Correlation is not the only statistic in which statistical significance can get confused with causation. A common statistical procedure in investment management is back-testing. Back tests are run because the period of live performance is often quite limited, non-existent if the strategy has yet to go live. The idea is that if a strategy back-tests well, it should do well in real time.

But this can only be the case if there are causal links between what the strategy does at each point in time and its subsequent performance. There needs to be an economic rationale for the strategy before back-testing it. There are several issues that should be considered when evaluating a back test, especially one involving a factor-based strategy:

Positive Results Bias

As my colleague Ben Johnson says, “There is no such thing as a bad-looking back test.” When we are presented with impressive back-test results, we don’t know how many other strategies or factors were tried that didn’t turn out very well.

Zoo of Factors

There are so many factors to choose from that John Cochrane of the University of Chicago coined the term “zoo of factors.” Given this zoo of hundreds of factors, anyone with the right data set, a computer, and some programming knowledge could back-test any number of factor-based strategies in short order and report only the favourable results.

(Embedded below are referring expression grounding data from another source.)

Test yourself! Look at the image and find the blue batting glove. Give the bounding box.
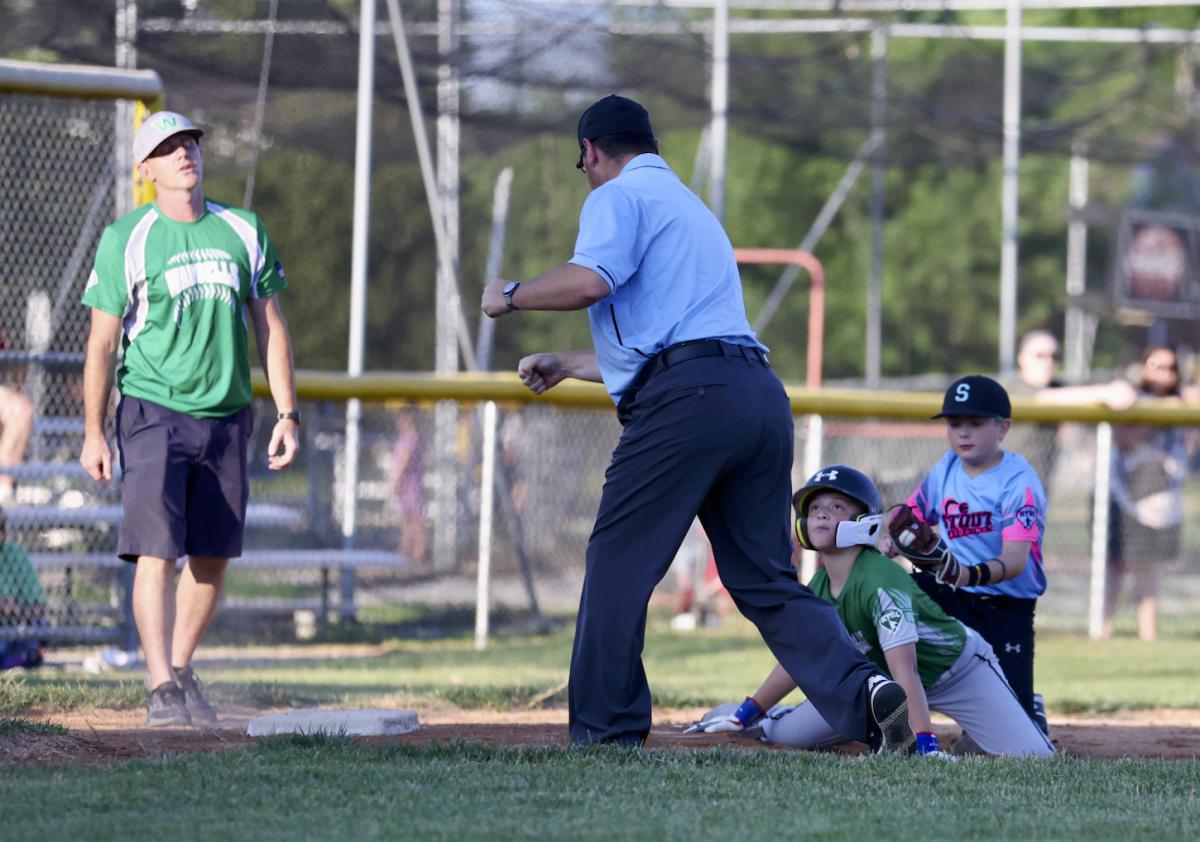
[699,697,766,734]
[733,696,765,727]
[915,731,943,756]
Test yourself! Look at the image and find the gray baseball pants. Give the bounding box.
[760,631,1055,757]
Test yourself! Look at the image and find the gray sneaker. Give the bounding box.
[146,681,191,727]
[172,665,218,724]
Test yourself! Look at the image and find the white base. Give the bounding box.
[247,708,420,737]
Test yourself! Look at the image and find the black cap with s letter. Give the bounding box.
[933,374,1012,419]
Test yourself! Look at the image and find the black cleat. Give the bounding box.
[865,675,915,754]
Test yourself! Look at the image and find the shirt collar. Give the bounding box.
[618,153,670,175]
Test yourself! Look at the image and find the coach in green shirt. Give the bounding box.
[80,111,300,726]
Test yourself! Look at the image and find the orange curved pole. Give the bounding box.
[732,248,825,389]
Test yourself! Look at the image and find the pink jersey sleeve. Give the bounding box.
[906,475,936,525]
[1001,485,1041,542]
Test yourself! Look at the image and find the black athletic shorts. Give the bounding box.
[115,395,252,563]
[913,571,1038,722]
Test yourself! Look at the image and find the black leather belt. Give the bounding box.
[645,339,766,381]
[617,339,768,422]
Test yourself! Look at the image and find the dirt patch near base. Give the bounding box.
[4,707,1197,767]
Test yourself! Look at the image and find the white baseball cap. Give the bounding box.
[133,111,204,163]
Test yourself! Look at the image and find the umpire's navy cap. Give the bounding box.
[933,374,1012,419]
[577,95,654,145]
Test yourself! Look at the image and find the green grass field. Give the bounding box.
[0,739,1195,841]
[4,613,1198,715]
[1,614,1198,840]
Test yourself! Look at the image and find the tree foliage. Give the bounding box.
[5,0,1200,378]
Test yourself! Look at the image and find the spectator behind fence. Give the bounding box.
[0,327,34,505]
[1046,343,1195,641]
[1003,331,1067,487]
[390,409,427,564]
[0,508,47,671]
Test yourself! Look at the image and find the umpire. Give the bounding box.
[482,94,912,749]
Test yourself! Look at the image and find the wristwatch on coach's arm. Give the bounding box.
[502,281,521,312]
[277,411,301,425]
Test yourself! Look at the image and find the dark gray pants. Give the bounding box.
[568,351,879,745]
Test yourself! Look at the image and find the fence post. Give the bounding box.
[475,400,498,650]
[1088,421,1113,639]
[339,397,360,623]
[799,414,825,583]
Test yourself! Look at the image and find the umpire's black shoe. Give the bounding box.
[146,680,191,727]
[864,675,915,754]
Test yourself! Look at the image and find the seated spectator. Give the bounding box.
[0,384,34,505]
[1045,343,1194,641]
[0,508,47,670]
[0,326,33,503]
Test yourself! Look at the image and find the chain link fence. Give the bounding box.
[17,386,1200,649]
[1,92,124,661]
[5,20,1200,662]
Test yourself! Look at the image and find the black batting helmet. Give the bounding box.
[792,465,884,550]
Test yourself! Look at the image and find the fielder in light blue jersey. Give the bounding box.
[899,374,1050,735]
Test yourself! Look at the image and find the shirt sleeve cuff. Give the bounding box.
[81,297,125,318]
[568,256,617,293]
[1001,524,1038,541]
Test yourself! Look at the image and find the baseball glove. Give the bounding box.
[886,504,962,587]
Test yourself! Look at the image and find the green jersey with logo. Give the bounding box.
[808,549,966,688]
[83,200,287,418]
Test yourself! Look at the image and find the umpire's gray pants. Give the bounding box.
[760,631,1055,757]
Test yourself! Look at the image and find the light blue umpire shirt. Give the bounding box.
[567,154,766,405]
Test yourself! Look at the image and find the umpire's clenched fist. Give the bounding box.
[517,353,566,395]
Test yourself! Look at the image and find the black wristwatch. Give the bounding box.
[502,281,521,311]
[277,411,301,425]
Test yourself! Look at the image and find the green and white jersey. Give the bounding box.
[808,549,966,688]
[83,199,287,418]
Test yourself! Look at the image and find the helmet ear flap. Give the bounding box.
[795,516,817,550]
[834,513,883,548]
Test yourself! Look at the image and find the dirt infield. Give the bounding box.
[3,706,1198,766]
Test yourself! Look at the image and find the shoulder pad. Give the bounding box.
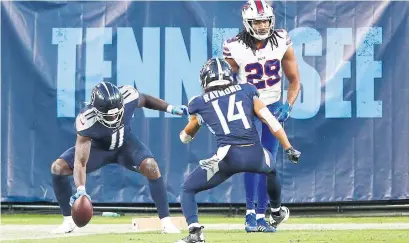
[76,108,97,132]
[120,85,140,104]
[223,37,240,57]
[276,29,292,46]
[188,95,201,106]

As the late Nobel-prize winning economist Ronald H. Coase said, “If you torture the data long enough, it will confess.”

Simulation, Not Reality

The purpose of a back test is to see how a strategy would have performed in the past. But we can never know for sure how it would have done. Some back tests try to be more realistic by including assumptions such as trading costs, but many do not. But no matter what assumptions are made, a back test is a simulation, not a historical fact.

No Controlled Experiments

In the hard sciences, empirical work mainly consists of running controlled experiments in which the effects of factors other than the variable being studied are minimized or eliminated. Unfortunately, economists generally cannot perform controlled experiments. Instead, they do statistical analysis on historical data, with the assumption that the underlying processes that generate the data remained the same over time. This is the assumption of stationarity. Back-testing is an example of this kind of analysis.

Beware Statistics

It is all too easy to calculate nonsensical statistics, such as the correlation between a stock market index and butter production. Furthermore, statistical analysis, in the absence of economic analysis, can be misused to demonstrate almost anything, as can happen with back tests that have no linkage to economic reason.

Finally, using properly constructed statistics, but in the absence of other relevant facts, can lead to poor decisions, such as recommending a fund to an investor who lacks the patience to hold it through the rough patches. By paying careful attention to these issues, we can prevent statistics from being the third kind of lie.